B. Les pratiques relevées

La Chambre syndicale française de l'affichage (CSFA), qui est l'une des composantes de l'Union des chambres syndicales françaises d'affichage et de publicité extérieure (UPE) et qui comprend parmi ses membres les cinq entreprises concernées par la présente affaire, a élaboré un " code des pratiques loyales " en matière d'emplacements publicitaires et un contrat-type de louage d'emplacements.

Ce contrat-type, établi à la suite de la promulgation de la loi du 29 décembre 1979, comporte deux clauses visant à reconnaître un droit de préférence au preneur en place.

La première de ces clauses concerne les relations entre les parties pendant la durée du bail :

" 1-3 le bailleur s'engage à ne pas louer à des fins publicitaires d'autres parties de la même propriété sans offre préalable par lettre recommandée avec accusé de réception avec 'délai de réponse d'un mois à la société qui aura la priorité à prix égal avec les offres écrites des entreprises de publicité extérieure concurrentes. "

La seconde clause tend à accorder une priorité au preneur en place après l'expiration du bail :

" 2-4. Si le bailleur désire relouer les lieux à des fins publicitaires, il sera tenu, pendant un an, de réserver la préférence à la société, dans les conditions prévues au paragraphe 1-3 ci-dessus. "

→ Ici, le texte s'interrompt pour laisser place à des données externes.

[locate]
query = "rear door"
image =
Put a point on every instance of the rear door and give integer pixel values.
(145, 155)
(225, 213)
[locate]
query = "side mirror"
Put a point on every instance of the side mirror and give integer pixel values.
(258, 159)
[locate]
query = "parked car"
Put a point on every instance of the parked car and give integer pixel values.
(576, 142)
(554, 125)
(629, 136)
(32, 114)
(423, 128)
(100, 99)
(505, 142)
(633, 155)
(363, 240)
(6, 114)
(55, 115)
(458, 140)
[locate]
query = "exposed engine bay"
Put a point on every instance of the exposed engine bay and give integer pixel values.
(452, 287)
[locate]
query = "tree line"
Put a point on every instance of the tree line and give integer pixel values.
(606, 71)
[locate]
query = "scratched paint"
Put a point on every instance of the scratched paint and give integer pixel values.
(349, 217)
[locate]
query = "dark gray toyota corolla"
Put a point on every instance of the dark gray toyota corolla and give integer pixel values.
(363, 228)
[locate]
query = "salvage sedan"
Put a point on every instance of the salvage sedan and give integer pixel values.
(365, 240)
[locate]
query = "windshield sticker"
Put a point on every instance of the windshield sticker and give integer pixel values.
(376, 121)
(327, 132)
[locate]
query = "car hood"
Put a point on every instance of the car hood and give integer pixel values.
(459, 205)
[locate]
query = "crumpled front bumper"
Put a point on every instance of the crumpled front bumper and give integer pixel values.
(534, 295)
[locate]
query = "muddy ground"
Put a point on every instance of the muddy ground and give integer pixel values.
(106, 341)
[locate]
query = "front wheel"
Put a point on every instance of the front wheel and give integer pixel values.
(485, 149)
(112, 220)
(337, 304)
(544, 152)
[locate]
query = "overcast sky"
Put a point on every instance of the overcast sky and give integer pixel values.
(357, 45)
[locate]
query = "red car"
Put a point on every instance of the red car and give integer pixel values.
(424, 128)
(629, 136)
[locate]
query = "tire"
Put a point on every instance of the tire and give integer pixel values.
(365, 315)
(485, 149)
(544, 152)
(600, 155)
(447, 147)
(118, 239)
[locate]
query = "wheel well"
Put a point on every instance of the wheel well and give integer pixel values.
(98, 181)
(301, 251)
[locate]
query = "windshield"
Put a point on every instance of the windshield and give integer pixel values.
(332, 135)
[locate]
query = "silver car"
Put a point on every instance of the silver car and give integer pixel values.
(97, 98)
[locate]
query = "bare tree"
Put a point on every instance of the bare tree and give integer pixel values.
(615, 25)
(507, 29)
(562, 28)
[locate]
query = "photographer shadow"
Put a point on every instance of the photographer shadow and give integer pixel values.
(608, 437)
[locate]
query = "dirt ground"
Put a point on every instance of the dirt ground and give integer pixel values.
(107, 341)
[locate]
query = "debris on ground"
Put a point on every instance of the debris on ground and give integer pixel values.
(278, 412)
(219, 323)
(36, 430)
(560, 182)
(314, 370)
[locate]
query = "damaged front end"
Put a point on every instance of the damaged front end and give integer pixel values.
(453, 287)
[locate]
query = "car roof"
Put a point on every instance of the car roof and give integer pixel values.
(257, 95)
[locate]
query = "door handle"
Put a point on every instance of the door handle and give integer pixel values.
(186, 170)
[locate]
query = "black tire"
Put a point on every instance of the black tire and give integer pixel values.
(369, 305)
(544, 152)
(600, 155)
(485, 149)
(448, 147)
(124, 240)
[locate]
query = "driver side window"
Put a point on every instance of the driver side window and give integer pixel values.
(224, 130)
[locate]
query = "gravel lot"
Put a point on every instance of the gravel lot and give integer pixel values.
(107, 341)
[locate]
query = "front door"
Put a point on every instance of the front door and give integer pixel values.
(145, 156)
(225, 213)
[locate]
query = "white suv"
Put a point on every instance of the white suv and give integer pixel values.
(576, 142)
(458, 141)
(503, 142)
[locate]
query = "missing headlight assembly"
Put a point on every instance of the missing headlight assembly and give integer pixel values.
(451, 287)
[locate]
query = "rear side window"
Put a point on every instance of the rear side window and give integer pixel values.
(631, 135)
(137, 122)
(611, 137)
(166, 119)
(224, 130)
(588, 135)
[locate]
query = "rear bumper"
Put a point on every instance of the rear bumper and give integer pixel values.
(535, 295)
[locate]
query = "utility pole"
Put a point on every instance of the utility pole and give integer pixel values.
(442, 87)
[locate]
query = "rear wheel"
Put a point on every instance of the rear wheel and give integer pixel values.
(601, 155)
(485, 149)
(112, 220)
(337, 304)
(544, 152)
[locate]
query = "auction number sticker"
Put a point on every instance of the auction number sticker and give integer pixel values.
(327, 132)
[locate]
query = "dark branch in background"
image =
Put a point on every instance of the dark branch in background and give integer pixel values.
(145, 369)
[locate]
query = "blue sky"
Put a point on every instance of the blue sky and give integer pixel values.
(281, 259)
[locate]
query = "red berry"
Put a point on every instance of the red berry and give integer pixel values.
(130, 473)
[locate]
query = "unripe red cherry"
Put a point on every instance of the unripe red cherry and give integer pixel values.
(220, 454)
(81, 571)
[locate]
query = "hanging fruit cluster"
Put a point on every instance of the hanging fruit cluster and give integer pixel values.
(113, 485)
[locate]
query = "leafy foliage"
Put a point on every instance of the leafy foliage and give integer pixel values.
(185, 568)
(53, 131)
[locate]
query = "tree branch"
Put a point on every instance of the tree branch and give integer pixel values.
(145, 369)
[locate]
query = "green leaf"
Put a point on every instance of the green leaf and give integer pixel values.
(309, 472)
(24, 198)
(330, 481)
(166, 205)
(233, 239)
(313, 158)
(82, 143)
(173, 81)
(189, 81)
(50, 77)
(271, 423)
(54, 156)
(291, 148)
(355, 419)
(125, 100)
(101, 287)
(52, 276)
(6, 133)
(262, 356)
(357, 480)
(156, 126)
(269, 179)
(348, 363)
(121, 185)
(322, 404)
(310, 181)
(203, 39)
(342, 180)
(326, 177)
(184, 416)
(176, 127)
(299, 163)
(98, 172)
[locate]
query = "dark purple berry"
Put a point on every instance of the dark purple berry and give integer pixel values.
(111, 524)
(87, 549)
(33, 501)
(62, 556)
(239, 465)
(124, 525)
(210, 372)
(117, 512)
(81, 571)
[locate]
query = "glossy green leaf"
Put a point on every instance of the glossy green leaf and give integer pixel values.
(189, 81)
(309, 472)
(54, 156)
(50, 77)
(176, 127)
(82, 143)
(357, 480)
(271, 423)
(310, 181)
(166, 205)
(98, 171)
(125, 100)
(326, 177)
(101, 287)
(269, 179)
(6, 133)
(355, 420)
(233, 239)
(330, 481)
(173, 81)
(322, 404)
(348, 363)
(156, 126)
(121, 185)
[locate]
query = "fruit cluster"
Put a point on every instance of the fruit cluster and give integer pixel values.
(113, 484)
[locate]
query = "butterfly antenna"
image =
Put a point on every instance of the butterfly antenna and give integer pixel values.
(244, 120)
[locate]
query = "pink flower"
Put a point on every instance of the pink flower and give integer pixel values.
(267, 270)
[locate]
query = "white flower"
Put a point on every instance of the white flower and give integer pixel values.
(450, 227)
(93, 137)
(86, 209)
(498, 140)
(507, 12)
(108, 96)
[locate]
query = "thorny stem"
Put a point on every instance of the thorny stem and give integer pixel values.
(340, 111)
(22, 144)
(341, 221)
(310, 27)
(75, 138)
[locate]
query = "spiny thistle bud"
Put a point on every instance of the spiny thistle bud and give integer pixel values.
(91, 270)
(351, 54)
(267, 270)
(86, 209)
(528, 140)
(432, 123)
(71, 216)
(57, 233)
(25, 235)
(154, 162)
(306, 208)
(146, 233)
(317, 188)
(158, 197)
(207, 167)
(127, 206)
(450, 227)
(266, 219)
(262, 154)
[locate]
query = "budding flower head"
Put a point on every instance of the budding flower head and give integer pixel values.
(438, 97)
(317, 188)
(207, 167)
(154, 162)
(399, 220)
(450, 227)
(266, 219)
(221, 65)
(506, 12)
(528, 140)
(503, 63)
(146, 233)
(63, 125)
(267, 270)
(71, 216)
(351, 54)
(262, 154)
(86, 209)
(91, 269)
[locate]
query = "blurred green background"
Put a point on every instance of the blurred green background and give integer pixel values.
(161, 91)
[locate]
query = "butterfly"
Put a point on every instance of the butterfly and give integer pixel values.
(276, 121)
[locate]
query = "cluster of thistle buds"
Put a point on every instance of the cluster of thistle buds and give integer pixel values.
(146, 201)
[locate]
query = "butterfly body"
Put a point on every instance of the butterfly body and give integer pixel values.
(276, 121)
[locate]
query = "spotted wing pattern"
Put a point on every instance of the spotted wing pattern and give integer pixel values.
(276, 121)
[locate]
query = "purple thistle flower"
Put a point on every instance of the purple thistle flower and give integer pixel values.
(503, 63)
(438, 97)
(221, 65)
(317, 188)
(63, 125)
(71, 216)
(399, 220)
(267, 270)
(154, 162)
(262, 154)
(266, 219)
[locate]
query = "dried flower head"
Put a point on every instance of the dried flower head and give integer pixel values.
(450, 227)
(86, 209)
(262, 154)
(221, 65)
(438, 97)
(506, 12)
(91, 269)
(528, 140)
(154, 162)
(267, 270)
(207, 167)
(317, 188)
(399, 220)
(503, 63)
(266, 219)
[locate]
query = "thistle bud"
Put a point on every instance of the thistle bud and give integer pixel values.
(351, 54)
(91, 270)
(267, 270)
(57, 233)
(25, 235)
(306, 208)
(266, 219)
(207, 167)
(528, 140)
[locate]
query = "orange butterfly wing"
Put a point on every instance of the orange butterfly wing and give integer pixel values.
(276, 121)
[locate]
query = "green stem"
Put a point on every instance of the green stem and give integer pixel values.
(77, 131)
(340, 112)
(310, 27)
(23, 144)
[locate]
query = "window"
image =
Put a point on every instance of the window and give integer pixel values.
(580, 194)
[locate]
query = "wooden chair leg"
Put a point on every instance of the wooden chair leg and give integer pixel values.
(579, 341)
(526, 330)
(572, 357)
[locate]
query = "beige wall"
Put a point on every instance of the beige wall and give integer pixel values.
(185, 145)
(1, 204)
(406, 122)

Le " code des pratiques loyales ", que les membres de la CSFA s'engagent à respecter, prévoit que toute proposition de contrat de location doit faire l'objet d'un document et comporter, à peine de nullité, un certain nombre de mentions, notamment celle selon laquelle " le droit de préférence accordé au preneur et à conditions égales sur d'autres parties de la même propriété ne peut concerner que cette dernière ou les fonds y attenant ". L'article 3 indique que les membres de la CSFA s'engagent à reprendre " sans altération " les dispositions du contrat-type annexé au code, mais précise toutefois qu' " au cas où, pour des raisons de convenance propres à chaque entreprise, le texte intégral du contrat-type ne serait pas reproduit, l'adhérent devra en envoyer un exemplaire à la Chambre syndicale, qui, après examen, donnera ou non son agrément sur les modifications 'apportées ainsi que l'autorisation de porter les références de la CSFA sur le bail " et que " les garanties accordées au bailleur par le contrat-type ne pourront en aucun cas être réduites ". L'article 4 prévoit notamment que " lorsque l'emplacement est déjà loué en partie, ou se trouve en fin de location, l'existence de clauses prioritaires ou préférentielles sur le bail antérieur doit être présupposée ", interdisant dès lors tout démarchage dans l'attente des précisions des confrères en place concernant la nature de leurs droits. La commission d'arbitrage de l'UPE est compétente pour connaître des litiges survenant entre ses membres à propos de l'application de l'article 4. Quant à la commission de discipline de la CSFA, elle peut être saisie de tout acte constituant une infraction par l'un de ses membres aux règles de pratiques loyales, et notamment à celles qui concernent l'utilisation du contrat-type.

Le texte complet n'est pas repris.